We were lamenting the lack of civility in public discourse. Regardless of the topic, people get emotional and regress to about four years of age.
One of the people in the conversation made the comment, "I don't know why it is so hard to stay civil. We are all the same beneath our skin."
I was nodding in agreement until I thought, "Wait a minute. That is not exactly true!"
"We are all the same beneath the skin" seems to be one of those statements that is so obviously true that it merits no discussion. It is a statement that is almost always readily agreed to without any serious thought or discussion.
Isn't that curious?
Medical Ethics Case Study
Suppose you are the counselor at a hospital and an expectant mother comes to you. She was referred to you by her physician.
The mother is profoundly deaf due to a genetic condition. She communicates by using a tablet. She had requested that her unborn baby be tested to see if he/she was afflicted with the same genetic condition she, the mother, had. The mother intended to abort the baby based on the results. It was early enough in the pregnancy that she did not intend to tell the father if she chose to abort.

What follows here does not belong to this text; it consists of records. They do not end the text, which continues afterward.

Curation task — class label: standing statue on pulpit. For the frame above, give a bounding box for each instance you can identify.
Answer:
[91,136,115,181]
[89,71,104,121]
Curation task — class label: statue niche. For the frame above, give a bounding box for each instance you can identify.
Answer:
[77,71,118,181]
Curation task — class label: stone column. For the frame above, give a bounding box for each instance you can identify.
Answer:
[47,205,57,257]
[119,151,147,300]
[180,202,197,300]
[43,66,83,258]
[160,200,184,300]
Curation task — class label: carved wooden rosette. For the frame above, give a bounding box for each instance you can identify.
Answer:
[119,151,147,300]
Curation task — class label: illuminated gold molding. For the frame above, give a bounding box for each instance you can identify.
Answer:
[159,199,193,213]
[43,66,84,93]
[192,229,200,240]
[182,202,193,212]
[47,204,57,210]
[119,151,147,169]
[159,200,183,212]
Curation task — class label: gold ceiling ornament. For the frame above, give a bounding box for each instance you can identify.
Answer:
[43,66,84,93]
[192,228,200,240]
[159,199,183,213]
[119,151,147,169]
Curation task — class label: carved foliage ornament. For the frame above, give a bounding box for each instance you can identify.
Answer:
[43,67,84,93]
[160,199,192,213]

Also suppose that you think that abortions are a valid response in the case of profound disabilities. You don't see the problem with this scenario and don't understand why the physician referred the expectant mother to you....
---UNTIL---
The mother informs you that she intends to abort the baby if he/she will be able to hear.
At that point, many people studying medical ethics cough up a hair-ball. They were fine with abortion as long as the "mean" was regressing toward their vision of what was ideal. Their struggle was that the deaf woman considered non-deafness to be a disability. That is, the mother would have considered the medical ethics students (who presumably were all capable of hearing) to be disabled.
We are all the same beneath the skin
I think the innate appeal of this statement is that we all assume that beneath the skin, everybody wants to be just like me! Yes, me, number-one, yours truly, the apex of human evolution. Me.
Even if we believe that all humans were created in the image and likeness of God, don't we all believe that we are the first-and-truest mimeograph run on the divine duplicator? Everybody else is just a bit faded or smudged or distorted.
So it is beguiling to believe that "We are all the same..." that is, everybody wants to be exactly like the pinnacle of human evolution (me)..."beneath the skin."
Saying "We are all the same beneath the skin" might be more of a statement of egotism or xenophobia than to acknowledge that "People are a diverse lot and can be very, very different."
---That is not to say that the person who originally uttered this phrase in the back of the church is egotistical or xenophobic. They were laying a foundation for a theme they were developing and "We are all...." seemed like solid rock.---
The person who espoused that view needs to get out of the U.S. and travel some. I'd recommend Africa (throw a dart at the map), Pakistan, Malaysia and some of the other garden spots on the globe. He'd come back with a whole new point of view.
ReplyDeleteThe person who espoused that view spent six months in Honduras.
ReplyDeleteI asked them about that statement. They went on to say that they meant that everybody wants clean water to drink, enough food to eat, a safe place to sleep and so on.
Nevertheless, the statement is vague enough that it can mean anything to anybody. It is the proverbial white sheet asking to have folks project onto it.